Kenneth Novenstern: The Elder Law attorney will advise the parties or Spouse-B concerning considerations such as Medicaid planning to maximize the assets to be received and hopefully retained by Spouse B, and the alternatives for the level of care required or in the near future to be required by Spouse-B, example: Community Medicaid or Nursing Home Medicaid.
Ilyssa Panitz: Would a person suffering from Alzheimer’s also need to appoint a power of attorney and if so, what does this job entail?
Kenneth Novenstern: Appointing someone as Power of Attorney would be an option and involves preparation of a Power of Attorney form. The Power of Attorney’s role is to act on the other’s behalf.
Ilyssa Panitz: If Spouse-B (the party suffering from Alzheimer’s) needs to retain a team do they also need a Guardian or a Guardian Ad Litem?
Kenneth Novenstern: The difference between a Guardian of the Person and Property and a Guardian ad Litem goes to the remaining level of comprehension and decision-making ability of Spouse-B. A Guardian ad Litem can be appointed for one proceeding where a Guardian of the Person and Property is broader in scope and is an ongoing appointment — not just for a single proceeding.
Ilyssa Panitz: If they do, does the court appoint someone or can the family (maybe the adult children) choose who should represent their parent?
Kenneth Novenstern: Yes.
Ilyssa Panitz: I want to circle back to something you said earlier. In New York, what is the Mental Hygiene Law (Article 81) and why does a person need to understand what this is if they are going through a divorce with a person who has a cognitive or physical decline such as Alzheimer’s?

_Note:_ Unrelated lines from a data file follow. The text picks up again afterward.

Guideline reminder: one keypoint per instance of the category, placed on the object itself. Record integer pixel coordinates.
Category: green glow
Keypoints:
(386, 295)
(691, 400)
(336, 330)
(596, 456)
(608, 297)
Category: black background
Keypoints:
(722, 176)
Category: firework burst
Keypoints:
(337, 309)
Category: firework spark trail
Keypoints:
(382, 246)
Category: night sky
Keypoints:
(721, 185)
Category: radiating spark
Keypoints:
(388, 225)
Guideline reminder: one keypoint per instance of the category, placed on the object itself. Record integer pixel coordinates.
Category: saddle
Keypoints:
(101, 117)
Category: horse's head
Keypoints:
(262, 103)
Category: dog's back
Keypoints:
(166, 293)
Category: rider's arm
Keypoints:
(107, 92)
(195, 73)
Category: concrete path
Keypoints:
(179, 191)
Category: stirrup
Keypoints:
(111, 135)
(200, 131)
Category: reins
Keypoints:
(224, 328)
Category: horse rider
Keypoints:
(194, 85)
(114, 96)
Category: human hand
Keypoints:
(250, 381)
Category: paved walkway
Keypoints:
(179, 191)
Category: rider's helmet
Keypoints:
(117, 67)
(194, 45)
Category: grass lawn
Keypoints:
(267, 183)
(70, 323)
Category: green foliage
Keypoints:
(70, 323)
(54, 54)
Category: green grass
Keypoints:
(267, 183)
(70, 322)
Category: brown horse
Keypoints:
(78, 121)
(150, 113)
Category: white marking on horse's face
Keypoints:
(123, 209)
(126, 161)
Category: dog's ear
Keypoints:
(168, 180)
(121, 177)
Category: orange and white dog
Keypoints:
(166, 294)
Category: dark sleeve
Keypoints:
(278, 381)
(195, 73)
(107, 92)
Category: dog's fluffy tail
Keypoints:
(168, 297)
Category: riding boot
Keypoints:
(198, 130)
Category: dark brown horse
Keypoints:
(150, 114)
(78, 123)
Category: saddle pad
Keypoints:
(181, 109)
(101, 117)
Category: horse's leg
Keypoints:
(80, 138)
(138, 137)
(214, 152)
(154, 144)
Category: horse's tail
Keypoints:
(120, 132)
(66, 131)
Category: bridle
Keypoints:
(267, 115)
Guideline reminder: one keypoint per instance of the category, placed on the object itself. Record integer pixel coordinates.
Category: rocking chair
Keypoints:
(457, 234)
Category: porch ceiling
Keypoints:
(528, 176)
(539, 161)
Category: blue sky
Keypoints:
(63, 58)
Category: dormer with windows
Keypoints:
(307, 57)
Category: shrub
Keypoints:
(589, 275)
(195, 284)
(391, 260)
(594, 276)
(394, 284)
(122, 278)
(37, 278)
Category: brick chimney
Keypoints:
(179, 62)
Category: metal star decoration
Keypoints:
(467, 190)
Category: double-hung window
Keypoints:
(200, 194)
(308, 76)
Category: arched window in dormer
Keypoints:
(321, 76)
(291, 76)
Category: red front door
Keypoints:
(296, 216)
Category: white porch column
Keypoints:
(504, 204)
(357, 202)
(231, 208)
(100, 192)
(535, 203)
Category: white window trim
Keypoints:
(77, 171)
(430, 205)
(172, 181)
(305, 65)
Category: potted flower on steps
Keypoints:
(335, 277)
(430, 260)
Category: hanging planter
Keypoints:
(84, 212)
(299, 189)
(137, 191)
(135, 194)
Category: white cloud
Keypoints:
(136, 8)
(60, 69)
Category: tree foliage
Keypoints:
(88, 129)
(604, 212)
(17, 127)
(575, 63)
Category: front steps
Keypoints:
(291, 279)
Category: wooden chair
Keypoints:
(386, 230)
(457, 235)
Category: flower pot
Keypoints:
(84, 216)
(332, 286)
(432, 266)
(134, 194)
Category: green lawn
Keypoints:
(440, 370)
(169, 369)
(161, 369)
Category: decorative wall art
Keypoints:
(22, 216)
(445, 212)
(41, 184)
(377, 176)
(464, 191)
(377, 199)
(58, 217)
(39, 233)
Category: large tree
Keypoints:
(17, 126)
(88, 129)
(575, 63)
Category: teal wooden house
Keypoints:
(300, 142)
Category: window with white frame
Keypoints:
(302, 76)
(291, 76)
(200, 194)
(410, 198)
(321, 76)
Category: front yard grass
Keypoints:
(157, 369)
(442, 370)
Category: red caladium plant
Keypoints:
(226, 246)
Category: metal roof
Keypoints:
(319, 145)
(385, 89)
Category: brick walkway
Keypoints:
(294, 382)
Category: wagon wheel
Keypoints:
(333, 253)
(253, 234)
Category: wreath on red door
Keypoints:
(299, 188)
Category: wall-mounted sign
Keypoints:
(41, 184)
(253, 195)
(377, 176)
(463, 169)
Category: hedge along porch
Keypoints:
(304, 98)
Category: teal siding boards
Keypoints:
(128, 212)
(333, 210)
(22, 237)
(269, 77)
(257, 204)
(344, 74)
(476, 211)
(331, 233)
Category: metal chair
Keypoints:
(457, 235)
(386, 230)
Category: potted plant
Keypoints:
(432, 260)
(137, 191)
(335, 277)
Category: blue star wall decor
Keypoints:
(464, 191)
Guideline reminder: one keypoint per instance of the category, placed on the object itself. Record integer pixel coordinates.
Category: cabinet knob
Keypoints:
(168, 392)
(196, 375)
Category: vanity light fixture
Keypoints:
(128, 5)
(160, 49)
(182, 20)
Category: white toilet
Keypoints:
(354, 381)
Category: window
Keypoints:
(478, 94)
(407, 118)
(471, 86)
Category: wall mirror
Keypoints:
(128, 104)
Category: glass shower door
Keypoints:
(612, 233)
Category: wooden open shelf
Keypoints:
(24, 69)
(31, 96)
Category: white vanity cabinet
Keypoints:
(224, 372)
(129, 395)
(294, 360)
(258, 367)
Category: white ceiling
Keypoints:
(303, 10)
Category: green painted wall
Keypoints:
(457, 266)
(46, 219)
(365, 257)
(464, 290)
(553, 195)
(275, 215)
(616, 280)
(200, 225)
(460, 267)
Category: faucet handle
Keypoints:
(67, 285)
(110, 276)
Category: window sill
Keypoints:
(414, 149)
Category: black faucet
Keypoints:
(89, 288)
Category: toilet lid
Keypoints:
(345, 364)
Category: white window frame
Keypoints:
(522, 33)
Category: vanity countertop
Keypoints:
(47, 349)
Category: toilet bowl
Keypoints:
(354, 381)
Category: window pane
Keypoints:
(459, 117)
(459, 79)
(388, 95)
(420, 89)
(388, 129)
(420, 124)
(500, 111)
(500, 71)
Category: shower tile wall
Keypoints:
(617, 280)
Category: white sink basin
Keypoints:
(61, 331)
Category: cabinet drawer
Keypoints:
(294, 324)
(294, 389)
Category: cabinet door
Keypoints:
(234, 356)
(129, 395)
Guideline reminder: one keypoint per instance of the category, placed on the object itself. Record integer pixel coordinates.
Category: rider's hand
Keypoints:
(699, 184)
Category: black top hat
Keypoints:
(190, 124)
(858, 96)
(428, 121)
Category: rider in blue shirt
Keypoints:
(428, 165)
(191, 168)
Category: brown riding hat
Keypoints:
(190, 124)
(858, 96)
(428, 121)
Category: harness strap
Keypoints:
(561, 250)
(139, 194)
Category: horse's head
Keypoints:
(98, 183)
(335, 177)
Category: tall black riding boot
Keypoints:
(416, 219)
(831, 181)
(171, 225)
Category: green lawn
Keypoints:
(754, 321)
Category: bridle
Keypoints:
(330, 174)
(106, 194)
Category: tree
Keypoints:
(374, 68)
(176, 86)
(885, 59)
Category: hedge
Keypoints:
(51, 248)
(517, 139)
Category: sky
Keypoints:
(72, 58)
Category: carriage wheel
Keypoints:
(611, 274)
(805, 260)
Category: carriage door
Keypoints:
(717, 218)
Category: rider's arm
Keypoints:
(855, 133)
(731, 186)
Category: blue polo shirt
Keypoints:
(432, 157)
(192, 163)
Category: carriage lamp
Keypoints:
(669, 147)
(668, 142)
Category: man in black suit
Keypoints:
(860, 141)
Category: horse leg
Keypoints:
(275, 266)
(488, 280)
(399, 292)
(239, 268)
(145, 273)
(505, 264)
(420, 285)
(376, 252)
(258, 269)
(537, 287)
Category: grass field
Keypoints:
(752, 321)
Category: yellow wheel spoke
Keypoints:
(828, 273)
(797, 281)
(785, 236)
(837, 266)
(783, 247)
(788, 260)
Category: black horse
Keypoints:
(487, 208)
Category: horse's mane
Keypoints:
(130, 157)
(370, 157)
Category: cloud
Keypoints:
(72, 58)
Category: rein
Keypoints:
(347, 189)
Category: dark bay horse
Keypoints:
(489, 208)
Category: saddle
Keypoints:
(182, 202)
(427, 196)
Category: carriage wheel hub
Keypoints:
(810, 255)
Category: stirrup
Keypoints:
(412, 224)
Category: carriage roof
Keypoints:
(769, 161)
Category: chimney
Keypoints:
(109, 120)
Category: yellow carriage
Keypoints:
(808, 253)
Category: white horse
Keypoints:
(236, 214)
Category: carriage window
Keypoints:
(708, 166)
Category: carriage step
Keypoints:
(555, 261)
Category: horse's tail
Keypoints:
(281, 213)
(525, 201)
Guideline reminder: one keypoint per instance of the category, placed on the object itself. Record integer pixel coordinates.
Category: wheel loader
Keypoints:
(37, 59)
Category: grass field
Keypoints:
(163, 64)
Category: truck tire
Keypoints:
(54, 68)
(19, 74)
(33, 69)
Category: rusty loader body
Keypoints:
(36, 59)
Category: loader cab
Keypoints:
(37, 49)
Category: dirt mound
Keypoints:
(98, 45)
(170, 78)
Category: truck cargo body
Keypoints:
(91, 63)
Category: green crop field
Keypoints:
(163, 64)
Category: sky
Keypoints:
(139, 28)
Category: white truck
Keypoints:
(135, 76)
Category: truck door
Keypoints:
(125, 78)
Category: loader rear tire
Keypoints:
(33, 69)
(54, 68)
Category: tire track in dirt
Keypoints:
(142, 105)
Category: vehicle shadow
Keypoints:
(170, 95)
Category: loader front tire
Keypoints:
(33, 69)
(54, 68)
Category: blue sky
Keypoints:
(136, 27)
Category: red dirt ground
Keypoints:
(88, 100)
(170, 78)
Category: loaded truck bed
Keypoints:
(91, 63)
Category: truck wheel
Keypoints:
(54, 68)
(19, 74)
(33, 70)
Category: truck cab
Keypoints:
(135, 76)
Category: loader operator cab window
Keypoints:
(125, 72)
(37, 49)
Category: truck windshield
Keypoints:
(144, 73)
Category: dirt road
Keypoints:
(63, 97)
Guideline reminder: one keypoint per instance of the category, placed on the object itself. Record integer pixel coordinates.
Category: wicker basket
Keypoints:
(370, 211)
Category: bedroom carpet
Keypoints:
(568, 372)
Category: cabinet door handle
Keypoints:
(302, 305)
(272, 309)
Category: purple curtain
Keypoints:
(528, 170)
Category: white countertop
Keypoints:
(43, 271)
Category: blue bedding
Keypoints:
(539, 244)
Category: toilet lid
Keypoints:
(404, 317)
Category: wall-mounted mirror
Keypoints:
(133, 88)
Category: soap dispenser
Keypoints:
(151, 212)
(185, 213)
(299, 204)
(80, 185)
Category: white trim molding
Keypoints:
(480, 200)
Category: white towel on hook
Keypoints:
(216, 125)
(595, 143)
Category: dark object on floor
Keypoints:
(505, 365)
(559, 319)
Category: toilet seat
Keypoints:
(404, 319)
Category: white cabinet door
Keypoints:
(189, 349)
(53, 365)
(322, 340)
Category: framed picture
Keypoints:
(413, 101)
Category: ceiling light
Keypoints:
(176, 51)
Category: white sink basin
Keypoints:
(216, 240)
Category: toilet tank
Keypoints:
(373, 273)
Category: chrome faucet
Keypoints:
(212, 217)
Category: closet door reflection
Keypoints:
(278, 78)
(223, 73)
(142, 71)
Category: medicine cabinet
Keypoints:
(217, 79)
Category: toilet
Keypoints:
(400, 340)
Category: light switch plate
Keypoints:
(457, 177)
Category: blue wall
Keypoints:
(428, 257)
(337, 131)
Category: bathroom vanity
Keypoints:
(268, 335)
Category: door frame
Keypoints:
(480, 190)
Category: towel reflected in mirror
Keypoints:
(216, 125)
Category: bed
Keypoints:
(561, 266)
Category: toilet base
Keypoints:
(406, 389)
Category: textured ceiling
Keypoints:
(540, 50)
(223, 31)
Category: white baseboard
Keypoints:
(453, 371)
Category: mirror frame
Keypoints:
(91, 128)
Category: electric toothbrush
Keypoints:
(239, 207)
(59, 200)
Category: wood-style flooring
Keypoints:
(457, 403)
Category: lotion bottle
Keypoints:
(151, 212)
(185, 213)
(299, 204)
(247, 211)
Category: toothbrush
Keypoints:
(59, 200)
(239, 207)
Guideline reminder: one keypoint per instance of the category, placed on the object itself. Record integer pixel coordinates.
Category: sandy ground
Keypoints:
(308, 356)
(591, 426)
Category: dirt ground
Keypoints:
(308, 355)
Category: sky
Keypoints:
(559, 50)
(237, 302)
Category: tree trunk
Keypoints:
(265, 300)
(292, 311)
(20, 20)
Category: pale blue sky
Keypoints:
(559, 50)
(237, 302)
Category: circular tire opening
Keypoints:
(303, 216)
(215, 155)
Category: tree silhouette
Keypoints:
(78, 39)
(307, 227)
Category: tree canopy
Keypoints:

Kenneth Novenstern: The idea is if someone (ex: Spouse-B) has deteriorated to where they cannot make decisions concerning their own care then the person who is acting as their Power of Attorney has to take further take action for that individual. That means the person who is Power of Attorney will have to go court and then get appointed also as the Guardian.
Ilyssa Panitz: Does that title have stronger power?
Kenneth Novenstern: Yes. That means the Power of Attorney title is no longer necessary because the Guardian title is much broader.
Ilyssa Panitz: In a situation like this, can one party receive alimony/maintenance?
Kenneth Novenstern: In New York, yes.
Ilyssa Panitz: If Spouse-B is not capable of writing the alimony/maintenance checks, who writes them and sends them?
Kenneth Novenstern: The Guardian would write the checks.
Ilyssa Panitz: If both parties own the house, can Spouse-A move Spouse-B out and into an assisted living facility?
Kenneth Novenstern: Yes, but the answer is more directly related to the level of care required by Spouse-B. Examples include a situation where Spouse-B needs a higher level of care than Spouse-A can provide, but short of a Nursing Home, and then complete care as provided by a Nursing Home.
Ilyssa Panitz: What happens if the parties are over 65 and receiving Medicaid. How can that impact a divorce?
Kenneth Novenstern: An individual is entitled to obtain Medicare in our society at age 65. Receiving Medicaid relates to the needs of the individual and assets under their control. This question raises the issues around Spouse-A and Spouse B-working together before Spouse-B suffers a total decline, so that Spouse A is not subject to losing the majority of their assets and so that Spouse-B can receive assets in the divorce (usually via Separation Agreement) and those assets will not be depleted by the cost of care either in an assisted situation or by Nursing Home care. Spouse-B may receive retirement assets which are not subject to depletion if they end up on Medicaid. Other steps that may need to be taken will depend on what level of decline are we talking about.
Ken Novenstern has been engaged in all facets of matrimonial law for over 37 years. He is a founding partner at Fredman Baken & Novenstern, LLP.